Direito do consumidor — REsp 2190846
Análise documental baseada na ementa oficial do Superior Tribunal de Justiça, organizada para consulta e compreensão do precedente.
Comentário editorial
Nesta leitura jurisprudencial, a decisão é situada por classe, competência e órgão julgador. O registro corresponde a REsp, apreciado por QUARTA TURMA, sob relatoria de JOÃO OTÁVIO DE NORONHA. Esses elementos ajudam a avaliar o alcance processual do pronunciamento.

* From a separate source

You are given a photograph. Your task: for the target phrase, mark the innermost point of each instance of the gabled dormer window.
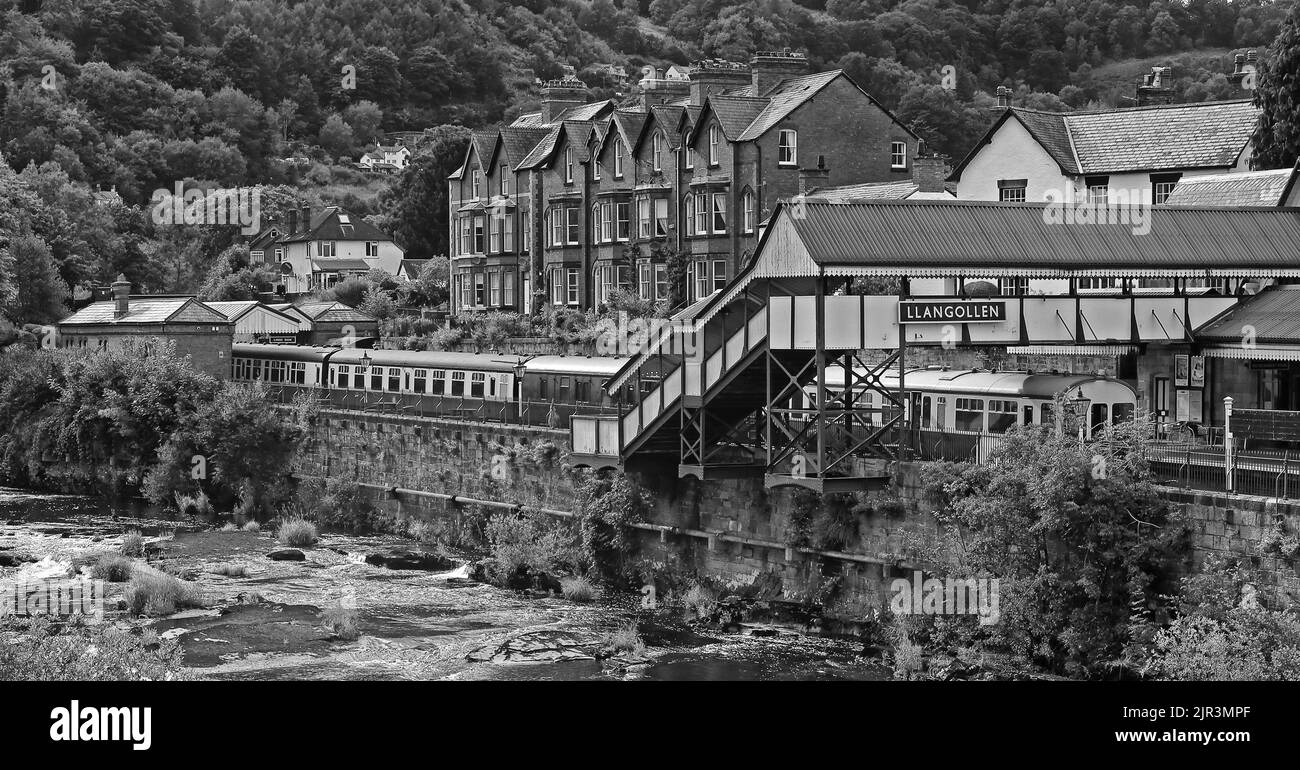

O precedente deve ser confrontado com a moldura fática, a questão jurídica decidida, eventuais requisitos de admissibilidade e a legislação mencionada. Os destaques abaixo funcionam como mapa de leitura da ementa, não como substituto do inteiro teor ou de pesquisa sobre decisões posteriores.
Pontos centrais da ementa
- Recurso especial interposto com fundamento no art.
- 105, III, a e c, da Constituição Federal, alegando violação dos arts.
- 760 do CC, além de divergência jurisprudencial.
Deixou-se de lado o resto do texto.